Différentes innovations ont rendu plus facile l’accroissement de la collecte des données destinées à la gestion des océans dans la perspective d’une économie bleue en expansion. Les données satellitaires ont augmenté de manière exponentielle et devraient doubler d’ici 2020. Grâce à une résolution spatiale et spectrale accrue, chaque instrument pourra enregistrer davantage de données et l’observation sera moins limitée. Les drones et les véhicules aériens non habités permettent de collecter les données plus facilement et de manière moins onéreuse. Afin que les données massives contribuent à la croissance d’un riche écosystème d’informations, des interfaces de programmation d’application avancées sont élaborées pour permettre de traiter rapidement et économiquement les immenses quantités de données collectées.
Conséquences
Les pêcheurs ont une connaissance approfondie des populations de poissons, des cycles de reproduction et des techniques de pêches auxquelles ils ont recours pour protéger les stocks de poissons. La nature quantitative et scientifique des calculs de TAC néglige ce savoir, en réduisant l’information à des données scientifiques plutôt qu’en les combinant de manière globale avec les savoirs traditionnels. La vision de la nutrition est devenue technique par nature et la nourriture est toujours davantage considérée comme un produit plutôt que comme faisant partie des communs. Cette vision réductrice, fragmentée et individualiste de la nourriture fait le deuil d’une perspective envisageant les droits de l’homme.

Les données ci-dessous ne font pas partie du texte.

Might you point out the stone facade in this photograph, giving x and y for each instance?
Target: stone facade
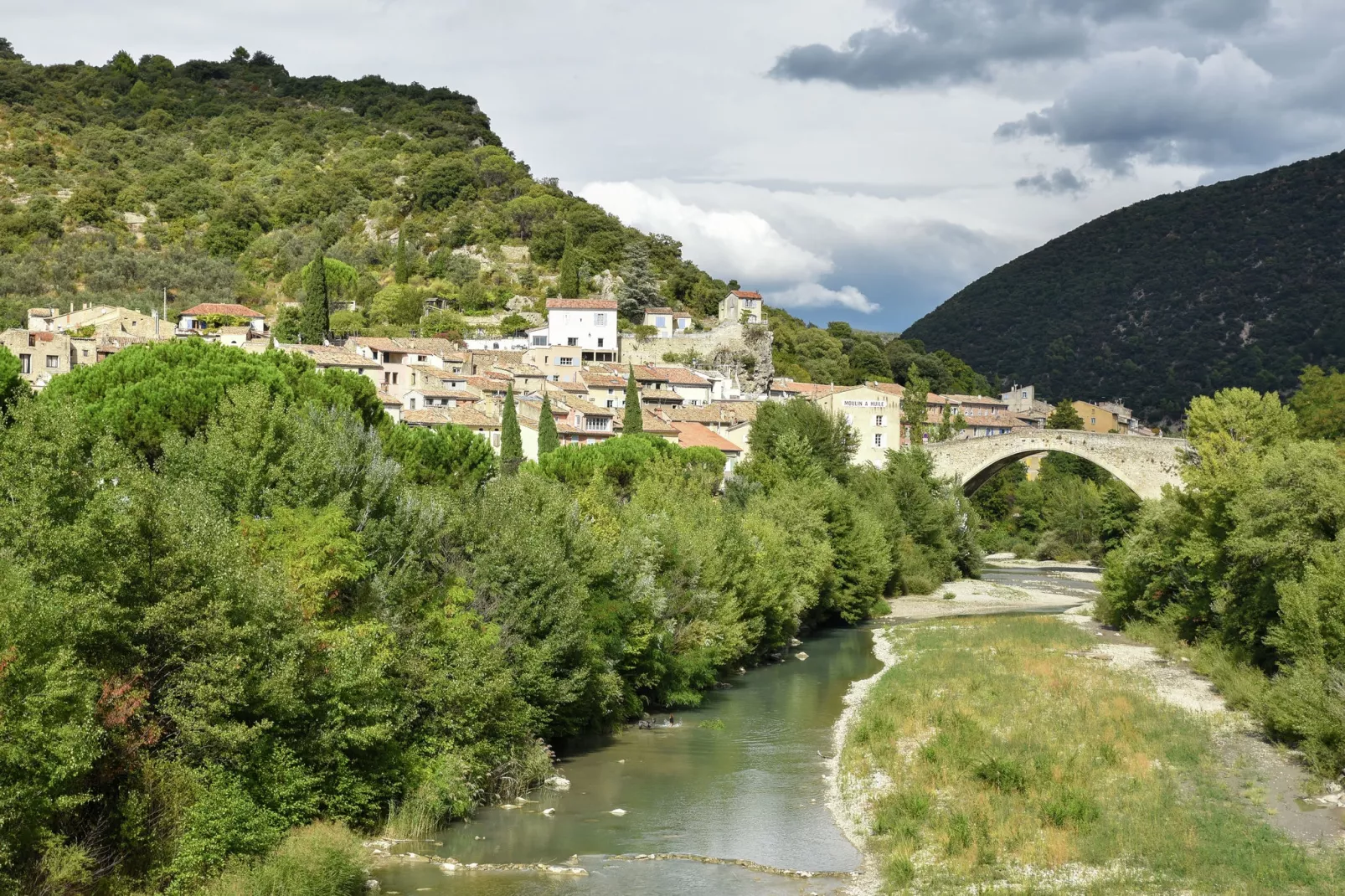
(1143, 463)
(732, 348)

La numérisation creuse l’écart entre les producteurs et les consommateurs, elle entraîne un traitement de la production alimentaire toujours plus automatisé et délocalisés et dépossède les pêcheurs de leur savoir et de leurs accès aux ressources océaniques. Le pouvoir bascule ainsi des systèmes physiques de production alimentaire et des activités de pêche vers des acteurs financiers souvent méconnus, qui bénéficient d’un accès à et d’un contrôle de ces technologies. Cela concentre le pouvoir politique et économique entre les mains d’acteurs éloignés du terrain, qui sont impliqués dans le royaume immatériel de l’information et des moyens financiers, soulignant de nouveau la lutte des classes et les inégalités oppressives. En outre, toutes ces données massives sous-tendent des décisions politiques, par exemple celle de déterminer l’utilisation de l’espace océanique à l’aide d’outils techniques comme la planification spatiale marine. Ces données sont mobilisées pour soutenir un certain type de programme politico-économique, et si cela implique le discours de plus en plus dominant de l’économie bleue, les conséquences seraient dévastatrices pour les petits pêcheurs du monde entier dotés d’un faible pouvoir politique.